Vea4_thumb_thumb_thumb_thumb_thumb_tNote: This essay is the work of a real and still-alive dinobaby. No smart software involved, just a dumb humanoid.

Anyone who shops for books on Amazon should proceed with caution now that “Fake AI-Generated Books Swarm Amazon.” Good e-Reader’s Navkiran Dhaliwal cites an article from Wired as she describes one author’s somewhat ironic experience:

“In 2019, AI researcher Melanie Mitchell wrote a book called ‘Artificial Intelligence: A Guide for Thinking Humans’. The book explains how AI affects us. ChatGPT sparked a new interest in AI a few years later, but something unexpected happened. A fake version of Melanie’s book showed up on Amazon. People were trying to make money by copying her work. … Melanie Mitchell found out that when she looked for her book on Amazon, another ebook with the same title was released last September. This other book was much shorter, only 45 pages. This book copied Melanie’s ideas but in a weird and not-so-good way. The author listed was ‘Shumaila Majid,’ but there was no information about them – no bio, picture, or anything online. You’ll see many similar books summarizing recently published titles when you click on that name. The worst part is she could not find a solution to this problem.”

It took intervention from WIRED to get Amazon to remove the algorithmic copycat.
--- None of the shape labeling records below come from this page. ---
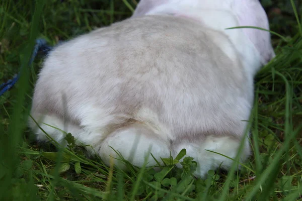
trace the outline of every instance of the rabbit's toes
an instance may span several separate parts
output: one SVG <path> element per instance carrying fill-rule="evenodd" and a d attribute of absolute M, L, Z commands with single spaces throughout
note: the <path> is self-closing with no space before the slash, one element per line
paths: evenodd
<path fill-rule="evenodd" d="M 244 161 L 250 155 L 250 148 L 247 139 L 241 151 L 240 162 Z M 222 169 L 229 169 L 234 160 L 228 157 L 233 159 L 236 157 L 240 143 L 239 140 L 232 139 L 229 137 L 209 136 L 205 141 L 199 143 L 182 142 L 174 145 L 172 154 L 175 157 L 180 150 L 185 148 L 187 151 L 185 156 L 194 158 L 194 160 L 197 163 L 196 171 L 193 174 L 197 177 L 204 178 L 209 170 L 215 170 L 219 167 Z M 177 165 L 181 167 L 180 164 Z M 238 166 L 240 167 L 240 165 Z"/>
<path fill-rule="evenodd" d="M 99 154 L 105 163 L 124 168 L 122 158 L 137 167 L 157 164 L 152 155 L 159 162 L 161 157 L 170 156 L 168 143 L 142 124 L 133 124 L 119 129 L 110 134 L 98 149 Z M 152 155 L 150 154 L 152 154 Z"/>

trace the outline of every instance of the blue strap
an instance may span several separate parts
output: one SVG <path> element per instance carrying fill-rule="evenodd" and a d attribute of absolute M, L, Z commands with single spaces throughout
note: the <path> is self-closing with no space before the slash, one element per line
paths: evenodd
<path fill-rule="evenodd" d="M 45 53 L 47 53 L 52 48 L 52 47 L 47 45 L 47 43 L 45 39 L 38 39 L 36 40 L 36 45 L 32 55 L 32 57 L 29 61 L 29 65 L 31 65 L 35 58 L 37 56 L 39 51 L 41 50 Z M 20 73 L 14 76 L 12 79 L 10 79 L 7 82 L 2 83 L 0 85 L 0 96 L 2 95 L 5 92 L 12 88 L 14 85 L 18 80 L 20 76 Z"/>

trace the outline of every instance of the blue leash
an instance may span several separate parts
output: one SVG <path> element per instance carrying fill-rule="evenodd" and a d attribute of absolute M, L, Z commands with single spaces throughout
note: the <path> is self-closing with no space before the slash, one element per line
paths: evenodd
<path fill-rule="evenodd" d="M 52 47 L 47 45 L 47 43 L 45 39 L 38 39 L 36 40 L 36 45 L 35 45 L 35 48 L 32 55 L 32 57 L 29 61 L 29 65 L 31 65 L 33 61 L 36 58 L 38 52 L 41 50 L 45 53 L 47 53 L 51 50 Z M 0 85 L 0 96 L 2 95 L 5 92 L 9 90 L 12 88 L 14 85 L 18 80 L 20 76 L 20 73 L 15 75 L 12 79 L 10 79 L 7 82 L 2 83 Z"/>

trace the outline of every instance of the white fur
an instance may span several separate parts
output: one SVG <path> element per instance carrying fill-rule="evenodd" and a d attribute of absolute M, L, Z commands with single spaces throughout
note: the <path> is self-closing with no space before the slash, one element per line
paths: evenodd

The magazine had Reality Defender confirm there was a 99% chance it was fake then contacted Amazon. That finally did the trick. Still, it is unclear whether it is illegal to vend AI-generated “summaries” of existing works and sell them under the original title. Regardless, asserts Mitchell, Amazon should take steps to prevent the practice. Seems reasonable.

And Amazon cares. No, really. Really it does.